The Lens was delighted to be asked to participate in the judging panel of ACOSVO and Mallzee's event, Charity Hack Scotland, last weekend.
Taking place in Edinburgh’s Melting Pot, a centre for social innovation, the “hack-a-thon” lasted from Friday to Sunday and brought together the often distant worlds of the technology industry and the third sector.
It did so by inviting six national charities (Visibility, Breast Cancer Now, Drake Music Scotland, Carnegie Trust, CVS Inverclyde and Carers Trust) to propose a challenge to teams of technical experts. Each challenge was a current reality for the charity and included such varied examples as needing a digital “drop-in centre” for carers across Scotland to making music software accessible to all. Each team of “digiteers”, randomly matched with a charity on the day, had only the weekend to devise a creative – and digital – response to their challenge.

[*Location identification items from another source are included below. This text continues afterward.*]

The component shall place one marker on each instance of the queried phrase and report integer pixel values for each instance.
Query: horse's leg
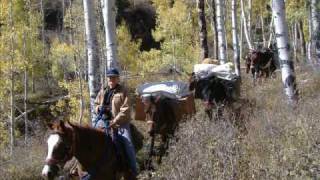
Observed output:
(209, 113)
(129, 175)
(163, 148)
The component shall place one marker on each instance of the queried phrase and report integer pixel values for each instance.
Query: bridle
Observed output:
(70, 152)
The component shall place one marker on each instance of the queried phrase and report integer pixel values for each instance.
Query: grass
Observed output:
(267, 140)
(279, 141)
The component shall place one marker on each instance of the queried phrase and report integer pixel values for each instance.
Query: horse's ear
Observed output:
(69, 124)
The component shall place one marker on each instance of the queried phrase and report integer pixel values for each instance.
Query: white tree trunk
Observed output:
(245, 28)
(92, 52)
(302, 40)
(235, 41)
(221, 31)
(12, 100)
(25, 92)
(214, 29)
(109, 17)
(315, 18)
(249, 17)
(241, 38)
(204, 52)
(271, 32)
(262, 31)
(287, 65)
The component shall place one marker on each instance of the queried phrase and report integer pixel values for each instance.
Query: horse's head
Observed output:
(60, 148)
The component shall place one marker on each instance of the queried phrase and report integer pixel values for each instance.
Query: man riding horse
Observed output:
(113, 104)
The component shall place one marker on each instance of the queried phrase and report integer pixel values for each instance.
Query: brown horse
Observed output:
(261, 63)
(93, 148)
(162, 115)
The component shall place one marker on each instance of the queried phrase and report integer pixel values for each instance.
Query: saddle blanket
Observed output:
(223, 71)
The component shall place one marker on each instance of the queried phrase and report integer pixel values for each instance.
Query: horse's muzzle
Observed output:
(208, 105)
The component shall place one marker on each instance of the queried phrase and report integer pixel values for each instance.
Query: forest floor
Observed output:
(269, 140)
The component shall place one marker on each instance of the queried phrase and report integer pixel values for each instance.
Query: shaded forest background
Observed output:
(43, 55)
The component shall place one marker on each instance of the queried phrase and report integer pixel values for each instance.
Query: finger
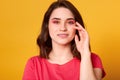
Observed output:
(79, 27)
(76, 39)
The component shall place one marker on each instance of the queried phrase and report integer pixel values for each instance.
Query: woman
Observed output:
(64, 48)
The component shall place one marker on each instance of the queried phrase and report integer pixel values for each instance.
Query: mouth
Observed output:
(62, 35)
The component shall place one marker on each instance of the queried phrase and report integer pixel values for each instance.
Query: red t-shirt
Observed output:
(41, 69)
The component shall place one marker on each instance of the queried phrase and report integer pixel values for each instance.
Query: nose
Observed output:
(63, 27)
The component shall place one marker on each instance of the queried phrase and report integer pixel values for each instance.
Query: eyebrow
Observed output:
(60, 19)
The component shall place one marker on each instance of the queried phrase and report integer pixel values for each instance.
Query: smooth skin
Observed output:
(62, 29)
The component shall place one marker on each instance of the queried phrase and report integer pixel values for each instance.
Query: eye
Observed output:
(56, 22)
(71, 22)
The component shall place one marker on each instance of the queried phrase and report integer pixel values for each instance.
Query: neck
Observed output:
(61, 54)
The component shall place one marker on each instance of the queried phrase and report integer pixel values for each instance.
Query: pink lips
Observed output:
(63, 35)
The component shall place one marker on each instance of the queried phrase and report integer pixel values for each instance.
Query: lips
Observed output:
(62, 35)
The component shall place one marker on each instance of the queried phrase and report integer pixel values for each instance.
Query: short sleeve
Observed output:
(97, 63)
(29, 70)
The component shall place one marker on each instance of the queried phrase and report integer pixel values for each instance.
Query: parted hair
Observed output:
(44, 40)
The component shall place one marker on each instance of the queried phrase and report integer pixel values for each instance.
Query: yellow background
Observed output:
(20, 22)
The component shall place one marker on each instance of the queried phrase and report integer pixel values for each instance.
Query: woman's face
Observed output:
(61, 25)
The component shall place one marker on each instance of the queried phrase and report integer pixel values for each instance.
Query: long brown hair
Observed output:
(44, 40)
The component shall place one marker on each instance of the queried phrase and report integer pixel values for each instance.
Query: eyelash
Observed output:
(71, 22)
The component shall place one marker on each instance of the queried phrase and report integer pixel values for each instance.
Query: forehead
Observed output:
(62, 13)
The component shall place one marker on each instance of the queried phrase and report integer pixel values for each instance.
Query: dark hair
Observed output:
(44, 40)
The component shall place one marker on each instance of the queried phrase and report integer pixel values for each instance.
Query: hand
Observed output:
(82, 44)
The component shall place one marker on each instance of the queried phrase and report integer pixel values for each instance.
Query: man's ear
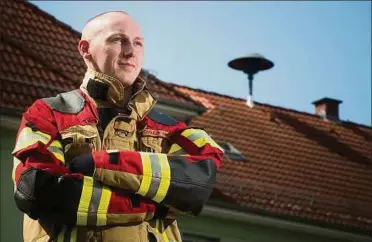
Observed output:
(84, 49)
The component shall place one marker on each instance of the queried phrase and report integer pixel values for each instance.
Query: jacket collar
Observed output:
(140, 103)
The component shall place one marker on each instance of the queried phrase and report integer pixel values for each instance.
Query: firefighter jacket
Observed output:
(147, 168)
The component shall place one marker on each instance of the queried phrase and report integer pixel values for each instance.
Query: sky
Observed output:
(319, 49)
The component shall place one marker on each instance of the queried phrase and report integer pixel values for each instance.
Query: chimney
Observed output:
(327, 108)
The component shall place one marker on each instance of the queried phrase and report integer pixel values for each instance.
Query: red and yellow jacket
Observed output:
(147, 167)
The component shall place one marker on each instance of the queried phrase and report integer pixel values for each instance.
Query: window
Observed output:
(232, 152)
(188, 237)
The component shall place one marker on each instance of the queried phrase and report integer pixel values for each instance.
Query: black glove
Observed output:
(48, 197)
(33, 189)
(83, 164)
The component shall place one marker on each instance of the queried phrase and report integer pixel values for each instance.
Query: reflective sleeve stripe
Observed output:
(103, 206)
(86, 195)
(94, 203)
(156, 176)
(164, 234)
(177, 150)
(147, 174)
(200, 138)
(57, 151)
(15, 164)
(67, 235)
(164, 178)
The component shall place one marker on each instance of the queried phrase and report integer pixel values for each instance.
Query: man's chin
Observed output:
(128, 80)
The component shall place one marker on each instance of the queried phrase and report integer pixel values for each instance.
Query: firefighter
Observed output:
(99, 163)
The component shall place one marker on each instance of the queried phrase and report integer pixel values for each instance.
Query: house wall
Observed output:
(237, 231)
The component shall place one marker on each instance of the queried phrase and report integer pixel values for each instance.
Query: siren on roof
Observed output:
(250, 65)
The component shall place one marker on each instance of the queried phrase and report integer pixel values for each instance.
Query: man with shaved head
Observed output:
(99, 163)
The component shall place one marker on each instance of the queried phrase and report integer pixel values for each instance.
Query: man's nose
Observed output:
(128, 50)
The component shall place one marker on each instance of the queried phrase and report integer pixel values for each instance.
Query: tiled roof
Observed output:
(297, 164)
(40, 58)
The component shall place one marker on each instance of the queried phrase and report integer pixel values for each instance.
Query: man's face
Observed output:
(117, 47)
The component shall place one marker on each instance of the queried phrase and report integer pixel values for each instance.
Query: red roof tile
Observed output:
(298, 165)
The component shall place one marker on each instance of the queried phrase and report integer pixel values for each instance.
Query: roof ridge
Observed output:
(340, 122)
(52, 18)
(169, 85)
(37, 57)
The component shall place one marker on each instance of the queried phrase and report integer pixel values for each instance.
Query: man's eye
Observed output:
(139, 43)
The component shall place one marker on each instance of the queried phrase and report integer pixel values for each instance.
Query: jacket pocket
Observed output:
(79, 140)
(154, 144)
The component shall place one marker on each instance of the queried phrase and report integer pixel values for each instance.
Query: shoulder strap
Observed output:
(71, 102)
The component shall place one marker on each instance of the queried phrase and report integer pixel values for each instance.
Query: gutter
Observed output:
(223, 213)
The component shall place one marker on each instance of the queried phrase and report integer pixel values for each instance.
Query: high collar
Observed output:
(140, 102)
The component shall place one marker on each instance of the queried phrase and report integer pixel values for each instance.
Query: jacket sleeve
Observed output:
(183, 179)
(46, 189)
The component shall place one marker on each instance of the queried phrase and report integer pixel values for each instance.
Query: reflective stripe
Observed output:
(177, 150)
(61, 235)
(156, 176)
(164, 179)
(94, 203)
(200, 138)
(73, 237)
(28, 137)
(147, 174)
(164, 234)
(57, 151)
(15, 164)
(103, 206)
(86, 195)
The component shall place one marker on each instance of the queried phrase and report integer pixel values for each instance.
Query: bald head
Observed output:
(95, 25)
(112, 43)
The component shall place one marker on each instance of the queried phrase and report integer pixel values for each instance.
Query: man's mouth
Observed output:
(127, 66)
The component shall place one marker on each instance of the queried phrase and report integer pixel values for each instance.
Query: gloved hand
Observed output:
(83, 164)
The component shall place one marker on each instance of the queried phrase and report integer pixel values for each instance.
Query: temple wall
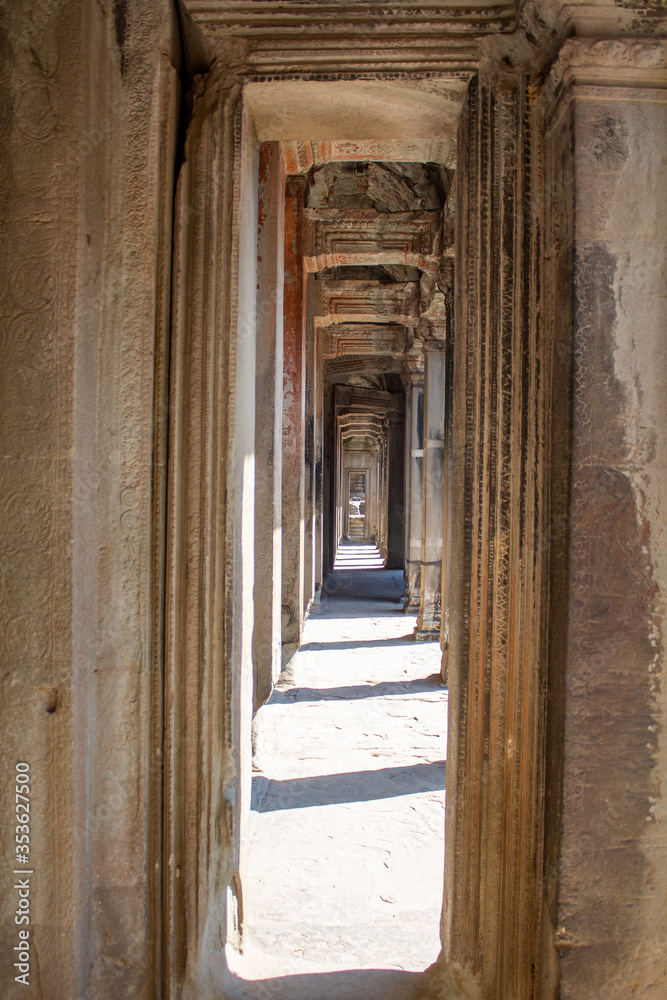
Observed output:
(613, 866)
(91, 109)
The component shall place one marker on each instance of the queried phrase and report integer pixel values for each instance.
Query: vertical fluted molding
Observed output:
(199, 704)
(498, 569)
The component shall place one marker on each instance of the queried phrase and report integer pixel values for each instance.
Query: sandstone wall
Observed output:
(90, 107)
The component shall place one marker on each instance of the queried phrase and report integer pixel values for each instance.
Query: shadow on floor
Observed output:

Certainly, the lively and enthusiastic response of the teams was evident, as by Sunday they had virtually taken over Thorn House, the home of the Melting Pot, and produced incredible solutions to the challenges they tackled. Anna McBurney, Business Developer at The Lens and judge at the Charity Hack, said of the event: “It was a great initiative: by engaging expertise out with the third sector, the six charities had digital solutions to real challenges they faced. This is the kind of thinking The Lens is all about: taking a fresh approach to encourage innovative ideas.”
The top prize – winning £900 worth of shoes and £500 worth of Amazon vouchers – was awarded to the team who pitched a solution to Visibility’s challenge to help them maintain the health and wellbeing of their users between visits from the Visibility team. They pitched the idea of three apps which could be used by users to scan their health and therefore encouraged self-managed progress. The idea was simple, effective and sustainable.
Indeed, the whole weekend was evidence of the ingenuity and innovation that can be generated by bringing together two industries which are often separate. It created a new platform to find technical solutions to third sector issues which, in today’s day and age, is essential to both progress and sustainability. The Lens was delighted to be a part of an initiative that spanned boundaries and created new synergy and connections in the Scottish third sector.